The high demand for cybersecurity professionals has caused annual salaries to creep up to $116,000 on average. But cyber pros are interested in more than just a six-figure paycheck; they most value a career that provides interesting, challenging and meaningful work, according to a new study.
The survey of 500 cybersecurity professionals, released Monday by Semper Secure and underwritten by Northrop Grumman, NetApp and MeriTalk, found that cyber pros are earning $116,000 per year, or $55.77 per hour, on average.
Federal agencies, which are challenged by strong demand for cyber talent while also facing budget cuts and pay freezes, may take heart in knowing that high salaries and benefits were ranked fifth in areas cyber pros most value, however.

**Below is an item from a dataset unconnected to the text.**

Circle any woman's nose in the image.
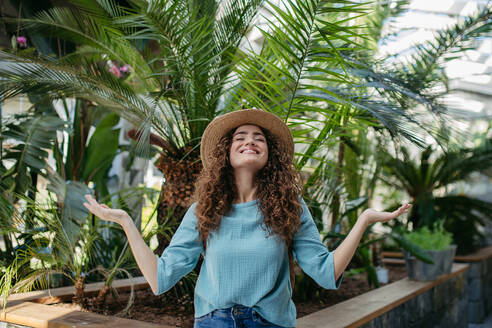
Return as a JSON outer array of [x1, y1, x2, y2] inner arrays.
[[245, 138, 256, 145]]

The most valuable assets of a cyber career included interesting and challenging work (56 percent), important and meaningful work (44 percent), love for technology (39 percent), the constant change and dynamic industry (31 percent) and job security (27 percent). Just one in four cyber pros ranked high salaries and benefits as a top perk of their career.
In addition, the federal government may be a step up over other sectors in a key benefit cyber professionals want – flexible work arrangements and telework, the study found. Nearly half (47 percent) said flexible work arrangements are most important to their overall quality of life. In addition, 14 percent valued telework as the most important aspect of their jobs, even more than pay, benefits and prestige.
More good news for federal agencies: Nearly half of cyber professionals consider the Washington, D.C. region as the center of cybersecurity innovation. Forty-four percent of those surveyed cited D.C., Maryland and Virginia as the top spot for cyber innovation, followed by California (33 percent) and other (23 percent).
In addition, many cyber pros cited the federal government as their dream job, second only to Google. Other top-ranked employers were self-employment and Cisco, the study found.
While cybersecurity professionals are a loyal group (65 percent have worked for two or fewer organizations during their career), they may still be interested in changing jobs, particularly if a job switch would provide greater growth opportunity, better total compensation or more prestige, the study found.
“These people aren’t jumping from job to job looking for salary bumps and signing bonuses,” said Lee Vorthman, chief technology officer for federal civilian agencies at NetApp. “Many of them want to work for federal agencies and most of them tend to stick with employers for the long term. For companies, that means they better get them early or risk not getting them at all.”